Suppression de la taxe d’habitation, baisse de l’impôt sur les sociétés, fin de l’ISF : ces mesures pèsent lourdement sur les recettes publiques. À cela s’ajoutent quelques hausses de dépenses discrétionnaires, comme le Ségur de la santé pour 11 milliards d’euros, et le vieillissement démographique.
Résultat : le déficit public bondit de 2,3% du PIB en 2018 à 5,8% en 2024. La dette française paie maintenant le même prix que la dette italienne sur les marchés. Elle coûte même plus cher que celle de l’Espagne, du Portugal ou de la Grèce. Les grandes multinationales françaises comme L’Oréal ou LVMH empruntent désormais à des taux inférieurs à ceux de l’État.
Les fausses bonnes idées
Le rapport écrit par Guillaume Hannezo (professeur associé à l’Ecole normale supérieure et ancien conseiller économique de François Mitterrand) critique les solutions brandies par les partis politiques.
Réduire le train de vie de l’État ? Même avec des plans sociaux massifs, cela rapporterait moins de 5% des 120 milliards recherchés.
Faire payer les entreprises et revenir sur la politique de l’offre ? 10 à 15% de l’effort tout au plus, car les entreprises françaises réalisent moins de profits que les masses à trouver.
Travailler plus ne dégagerait que 5 à 10% du programme. Quant à faire payer les plus riches, même en se plaçant aux limites du constitutionnellement autorisé, cela ne couvrirait que 10 à 15% de l’effort. Ces mesures peuvent accompagner le récit politique, mais ne sont pas à la hauteur du problème.
TVA et retraites : les deux piliers du redressement
Le rapport identifie deux orientations capables de constituer les deux tiers de l’effort nécessaire.

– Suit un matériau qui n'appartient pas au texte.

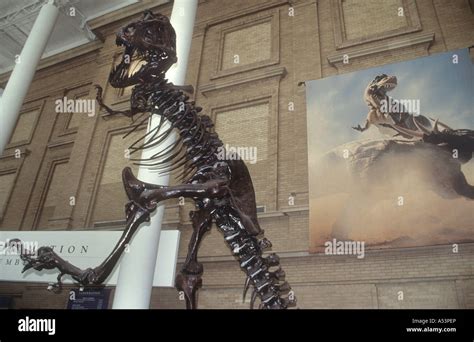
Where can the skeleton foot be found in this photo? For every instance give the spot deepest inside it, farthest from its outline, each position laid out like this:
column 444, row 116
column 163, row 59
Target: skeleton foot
column 359, row 128
column 189, row 284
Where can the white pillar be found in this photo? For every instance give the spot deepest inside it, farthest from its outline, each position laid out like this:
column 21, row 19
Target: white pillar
column 135, row 279
column 24, row 71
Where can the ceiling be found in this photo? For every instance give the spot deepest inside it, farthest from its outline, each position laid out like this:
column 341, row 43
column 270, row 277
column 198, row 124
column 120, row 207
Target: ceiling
column 17, row 18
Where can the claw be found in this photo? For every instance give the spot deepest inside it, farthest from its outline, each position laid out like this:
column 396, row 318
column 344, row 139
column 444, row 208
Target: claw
column 253, row 298
column 246, row 287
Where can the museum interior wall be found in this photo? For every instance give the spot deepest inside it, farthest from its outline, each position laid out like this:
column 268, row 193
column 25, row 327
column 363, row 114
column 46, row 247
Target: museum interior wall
column 249, row 60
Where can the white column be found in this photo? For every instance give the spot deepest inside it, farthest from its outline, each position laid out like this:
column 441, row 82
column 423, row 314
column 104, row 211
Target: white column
column 24, row 71
column 135, row 279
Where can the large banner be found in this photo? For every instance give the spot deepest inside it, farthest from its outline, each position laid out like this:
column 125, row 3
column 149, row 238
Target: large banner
column 390, row 154
column 83, row 249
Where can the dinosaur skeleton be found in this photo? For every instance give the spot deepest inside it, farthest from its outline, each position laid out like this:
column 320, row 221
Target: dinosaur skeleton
column 222, row 190
column 375, row 95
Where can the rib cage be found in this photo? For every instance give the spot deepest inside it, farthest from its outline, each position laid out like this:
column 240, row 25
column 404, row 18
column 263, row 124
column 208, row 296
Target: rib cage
column 195, row 145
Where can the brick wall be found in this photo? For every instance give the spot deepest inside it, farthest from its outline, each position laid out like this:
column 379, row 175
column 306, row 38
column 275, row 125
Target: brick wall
column 299, row 47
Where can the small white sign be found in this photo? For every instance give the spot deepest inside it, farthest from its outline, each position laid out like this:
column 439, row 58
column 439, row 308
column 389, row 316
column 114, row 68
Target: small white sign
column 83, row 249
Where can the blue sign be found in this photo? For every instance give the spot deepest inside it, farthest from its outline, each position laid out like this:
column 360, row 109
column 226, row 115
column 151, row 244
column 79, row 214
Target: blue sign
column 88, row 299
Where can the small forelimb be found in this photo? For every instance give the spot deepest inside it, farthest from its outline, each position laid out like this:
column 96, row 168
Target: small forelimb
column 47, row 259
column 110, row 111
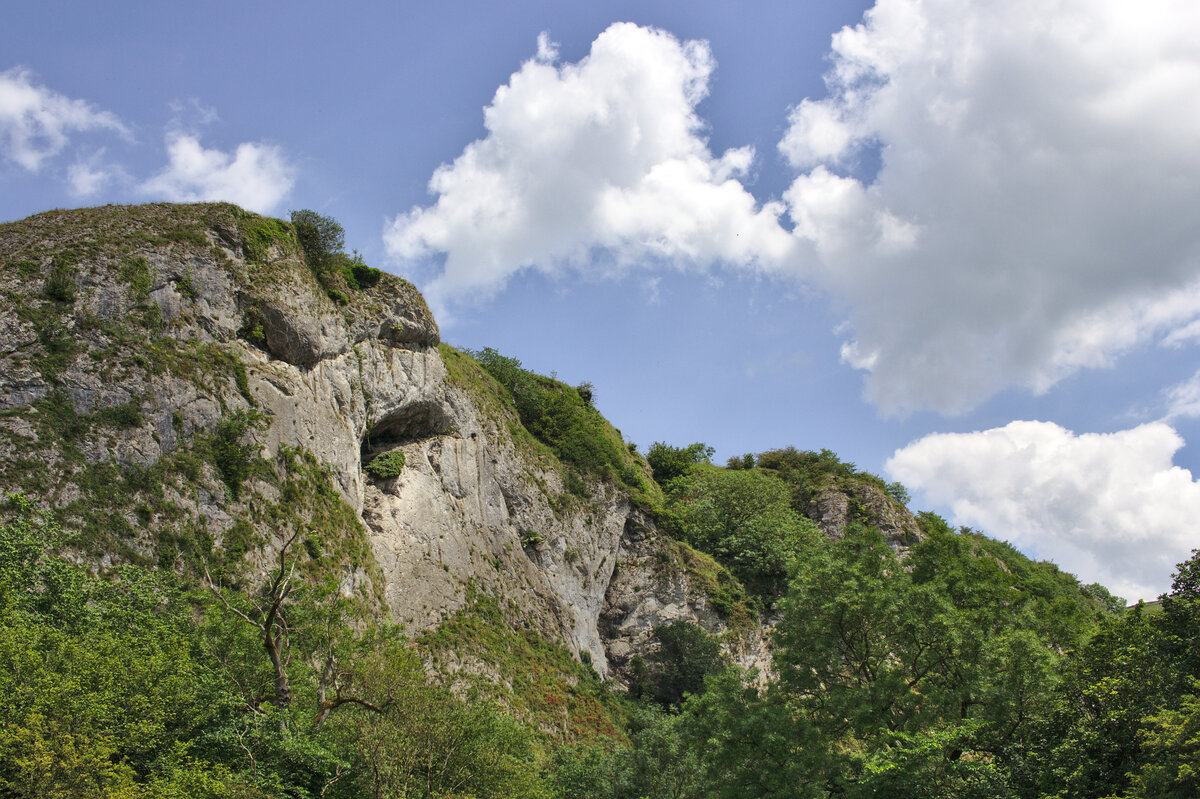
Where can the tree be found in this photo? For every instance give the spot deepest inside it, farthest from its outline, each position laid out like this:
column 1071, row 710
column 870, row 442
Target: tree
column 687, row 654
column 745, row 521
column 670, row 462
column 319, row 236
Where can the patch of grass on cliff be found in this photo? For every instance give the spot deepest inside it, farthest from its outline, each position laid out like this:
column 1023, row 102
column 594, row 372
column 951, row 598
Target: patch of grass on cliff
column 562, row 418
column 261, row 233
column 718, row 583
column 539, row 680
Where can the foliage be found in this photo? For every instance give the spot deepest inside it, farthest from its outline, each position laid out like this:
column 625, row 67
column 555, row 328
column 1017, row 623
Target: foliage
column 323, row 240
column 319, row 236
column 726, row 594
column 745, row 521
column 685, row 655
column 808, row 473
column 540, row 682
column 671, row 462
column 232, row 455
column 259, row 234
column 557, row 415
column 385, row 466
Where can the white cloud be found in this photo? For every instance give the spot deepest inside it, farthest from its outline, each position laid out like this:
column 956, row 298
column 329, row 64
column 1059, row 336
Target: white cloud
column 1035, row 211
column 1183, row 400
column 35, row 121
column 88, row 176
column 601, row 161
column 1108, row 508
column 256, row 175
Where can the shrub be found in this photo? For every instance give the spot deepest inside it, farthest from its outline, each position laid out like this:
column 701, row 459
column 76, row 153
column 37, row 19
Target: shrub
column 321, row 236
column 60, row 284
column 558, row 416
column 387, row 466
column 670, row 462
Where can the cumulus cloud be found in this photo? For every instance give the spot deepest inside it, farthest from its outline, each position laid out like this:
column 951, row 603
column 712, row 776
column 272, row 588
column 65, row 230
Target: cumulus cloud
column 255, row 175
column 88, row 176
column 1108, row 508
column 1183, row 400
column 36, row 122
column 1035, row 209
column 597, row 162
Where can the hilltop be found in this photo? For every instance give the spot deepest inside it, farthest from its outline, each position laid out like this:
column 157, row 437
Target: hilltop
column 247, row 456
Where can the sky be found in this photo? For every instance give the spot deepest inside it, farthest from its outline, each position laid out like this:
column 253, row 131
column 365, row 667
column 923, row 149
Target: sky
column 955, row 242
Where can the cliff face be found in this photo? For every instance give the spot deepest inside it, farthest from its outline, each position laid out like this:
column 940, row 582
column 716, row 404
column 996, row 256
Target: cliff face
column 131, row 337
column 175, row 382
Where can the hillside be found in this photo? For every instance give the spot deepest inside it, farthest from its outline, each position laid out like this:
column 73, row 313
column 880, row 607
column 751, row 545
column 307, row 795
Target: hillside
column 246, row 455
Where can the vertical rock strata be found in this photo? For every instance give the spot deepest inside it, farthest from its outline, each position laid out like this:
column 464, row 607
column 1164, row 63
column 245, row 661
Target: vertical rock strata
column 133, row 341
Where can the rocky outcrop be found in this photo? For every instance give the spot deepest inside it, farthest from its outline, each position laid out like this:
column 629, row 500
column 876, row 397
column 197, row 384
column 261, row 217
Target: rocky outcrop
column 852, row 500
column 167, row 322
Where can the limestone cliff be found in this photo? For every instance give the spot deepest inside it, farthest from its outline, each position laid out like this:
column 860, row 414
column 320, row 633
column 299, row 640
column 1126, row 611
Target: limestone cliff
column 175, row 382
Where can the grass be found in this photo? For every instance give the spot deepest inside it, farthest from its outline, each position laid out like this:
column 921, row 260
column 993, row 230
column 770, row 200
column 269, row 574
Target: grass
column 718, row 583
column 540, row 682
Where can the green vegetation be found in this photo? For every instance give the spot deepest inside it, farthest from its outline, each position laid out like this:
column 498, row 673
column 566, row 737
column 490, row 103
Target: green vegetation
column 559, row 418
column 142, row 684
column 387, row 466
column 677, row 668
column 723, row 589
column 323, row 240
column 745, row 521
column 259, row 234
column 539, row 680
column 672, row 462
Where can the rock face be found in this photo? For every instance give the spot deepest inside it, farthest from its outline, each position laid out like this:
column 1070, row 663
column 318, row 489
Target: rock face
column 835, row 506
column 177, row 382
column 177, row 319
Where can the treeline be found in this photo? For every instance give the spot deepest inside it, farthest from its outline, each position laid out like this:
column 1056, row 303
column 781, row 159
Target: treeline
column 963, row 670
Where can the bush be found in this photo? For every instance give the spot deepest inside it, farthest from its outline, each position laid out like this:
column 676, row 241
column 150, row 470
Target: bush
column 558, row 416
column 670, row 462
column 387, row 466
column 321, row 236
column 687, row 654
column 745, row 521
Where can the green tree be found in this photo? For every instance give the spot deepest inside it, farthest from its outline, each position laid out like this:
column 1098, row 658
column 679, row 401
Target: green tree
column 745, row 521
column 671, row 462
column 685, row 655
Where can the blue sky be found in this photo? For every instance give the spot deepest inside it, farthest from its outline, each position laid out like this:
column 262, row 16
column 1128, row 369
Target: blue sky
column 954, row 242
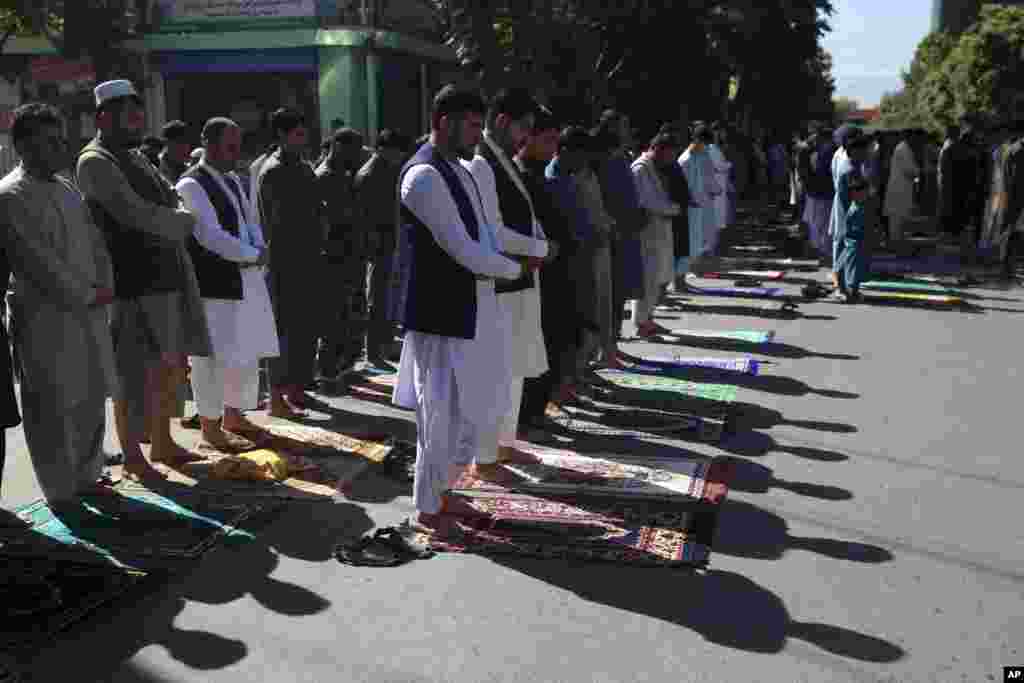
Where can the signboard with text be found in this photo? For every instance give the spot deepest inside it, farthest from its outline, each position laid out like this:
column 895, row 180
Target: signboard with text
column 175, row 14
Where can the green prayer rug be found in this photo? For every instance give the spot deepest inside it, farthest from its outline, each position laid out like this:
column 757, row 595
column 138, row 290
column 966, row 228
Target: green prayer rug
column 906, row 286
column 134, row 528
column 749, row 336
column 40, row 597
column 723, row 393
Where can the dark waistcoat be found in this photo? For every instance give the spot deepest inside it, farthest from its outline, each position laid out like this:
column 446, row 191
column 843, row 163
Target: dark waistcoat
column 516, row 212
column 142, row 263
column 435, row 295
column 218, row 278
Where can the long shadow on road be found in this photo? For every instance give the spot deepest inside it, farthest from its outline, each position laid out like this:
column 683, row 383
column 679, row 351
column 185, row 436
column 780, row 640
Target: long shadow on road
column 724, row 607
column 116, row 634
column 772, row 349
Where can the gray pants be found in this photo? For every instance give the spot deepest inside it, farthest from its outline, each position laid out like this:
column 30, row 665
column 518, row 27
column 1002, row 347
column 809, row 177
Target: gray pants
column 381, row 331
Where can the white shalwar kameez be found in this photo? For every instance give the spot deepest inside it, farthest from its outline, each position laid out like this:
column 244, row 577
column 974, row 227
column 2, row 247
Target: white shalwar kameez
column 242, row 332
column 527, row 355
column 456, row 386
column 723, row 167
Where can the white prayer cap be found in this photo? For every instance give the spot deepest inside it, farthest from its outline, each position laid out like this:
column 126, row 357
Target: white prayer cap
column 104, row 92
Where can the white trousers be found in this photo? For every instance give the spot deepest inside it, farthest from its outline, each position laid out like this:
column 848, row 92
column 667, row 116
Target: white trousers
column 216, row 386
column 509, row 429
column 445, row 441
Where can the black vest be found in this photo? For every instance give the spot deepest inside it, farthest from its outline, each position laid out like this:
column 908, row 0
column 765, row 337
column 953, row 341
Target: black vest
column 433, row 293
column 142, row 263
column 516, row 212
column 218, row 278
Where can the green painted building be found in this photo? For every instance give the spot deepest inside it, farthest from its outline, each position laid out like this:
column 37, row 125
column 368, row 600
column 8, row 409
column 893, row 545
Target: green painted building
column 241, row 58
column 235, row 60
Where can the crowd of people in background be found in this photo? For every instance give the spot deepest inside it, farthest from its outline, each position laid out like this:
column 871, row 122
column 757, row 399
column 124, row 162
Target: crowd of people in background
column 503, row 249
column 966, row 188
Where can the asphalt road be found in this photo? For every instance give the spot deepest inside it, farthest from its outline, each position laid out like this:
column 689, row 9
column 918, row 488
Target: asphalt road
column 871, row 535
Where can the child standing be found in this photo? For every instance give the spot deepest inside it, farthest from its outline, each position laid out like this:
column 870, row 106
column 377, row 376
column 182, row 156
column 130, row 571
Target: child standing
column 851, row 262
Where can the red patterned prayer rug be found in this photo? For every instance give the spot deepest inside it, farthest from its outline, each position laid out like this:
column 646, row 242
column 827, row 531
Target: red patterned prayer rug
column 634, row 532
column 609, row 475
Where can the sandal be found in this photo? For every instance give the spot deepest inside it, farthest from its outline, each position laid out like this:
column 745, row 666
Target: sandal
column 402, row 540
column 368, row 552
column 192, row 423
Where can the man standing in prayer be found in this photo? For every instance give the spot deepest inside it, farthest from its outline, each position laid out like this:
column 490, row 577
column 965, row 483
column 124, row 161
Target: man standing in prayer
column 294, row 222
column 679, row 191
column 454, row 363
column 9, row 417
column 589, row 188
column 62, row 287
column 657, row 241
column 723, row 169
column 620, row 195
column 346, row 255
column 573, row 155
column 573, row 158
column 376, row 190
column 820, row 190
column 229, row 254
column 174, row 160
column 158, row 319
column 509, row 208
column 903, row 173
column 699, row 171
column 852, row 153
column 559, row 318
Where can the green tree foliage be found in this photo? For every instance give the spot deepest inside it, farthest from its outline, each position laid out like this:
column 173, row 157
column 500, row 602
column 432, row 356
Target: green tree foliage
column 977, row 74
column 844, row 107
column 704, row 58
column 78, row 28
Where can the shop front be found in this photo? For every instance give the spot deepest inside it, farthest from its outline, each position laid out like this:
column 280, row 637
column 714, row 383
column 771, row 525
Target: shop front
column 226, row 58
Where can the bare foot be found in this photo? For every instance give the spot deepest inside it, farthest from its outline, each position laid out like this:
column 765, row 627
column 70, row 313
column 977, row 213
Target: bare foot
column 172, row 454
column 282, row 410
column 242, row 426
column 495, row 474
column 99, row 488
column 510, row 455
column 612, row 363
column 140, row 470
column 440, row 527
column 222, row 440
column 299, row 399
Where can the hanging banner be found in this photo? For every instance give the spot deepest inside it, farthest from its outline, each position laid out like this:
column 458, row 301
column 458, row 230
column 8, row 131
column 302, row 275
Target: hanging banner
column 178, row 13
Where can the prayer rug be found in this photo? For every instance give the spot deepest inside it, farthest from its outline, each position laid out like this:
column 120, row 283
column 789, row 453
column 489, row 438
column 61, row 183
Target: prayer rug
column 633, row 532
column 771, row 263
column 322, row 464
column 906, row 286
column 738, row 274
column 709, row 428
column 136, row 527
column 724, row 393
column 756, row 249
column 896, row 297
column 718, row 305
column 676, row 366
column 747, row 336
column 639, row 406
column 749, row 292
column 40, row 597
column 610, row 475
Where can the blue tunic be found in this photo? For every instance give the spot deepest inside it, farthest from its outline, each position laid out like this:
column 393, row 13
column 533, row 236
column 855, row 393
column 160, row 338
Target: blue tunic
column 620, row 195
column 850, row 261
column 842, row 168
column 704, row 220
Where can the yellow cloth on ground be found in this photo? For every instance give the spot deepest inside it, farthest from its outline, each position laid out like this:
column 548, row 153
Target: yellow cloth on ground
column 253, row 466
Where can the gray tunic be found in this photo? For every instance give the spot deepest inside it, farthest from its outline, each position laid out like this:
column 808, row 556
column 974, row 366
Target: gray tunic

La première cible l’épargne des retraités. La France s’endette de 2 à 3 points de PIB de plus qu’ailleurs pour offrir aux retraités des revenus plus élevés. Ces derniers, ayant moins de besoins que les actifs, épargnent ces sur-retraites jusqu’à les transmettre en héritage. Une boucle absurde : la France endette tout le pays pour accroître l’héritage dans les classes supérieures.
La seconde mesure consiste à augmenter un impôt à base large et taux modéré : la TVA ou la CSG. La TVA française reste sensiblement plus basse qu’ailleurs en Europe. Cette hausse toucherait l’ensemble de la population, mais présenterait l’avantage de limiter l’impact récessif en ciblant d’abord les revenus épargnés plutôt que la consommation.
Le rapport rappelle que l’Espagne a relevé sa TVA de 5 points lors de son redressement budgétaire dans les années 2010. Le Portugal et l’Italie ont également atteint l’excédent primaire, condition pour stabiliser le ratio d’endettement. La France n’a plus connu d’ajustement de cette ampleur depuis le plan de rigueur du général de Gaulle entre 1958 et 1962.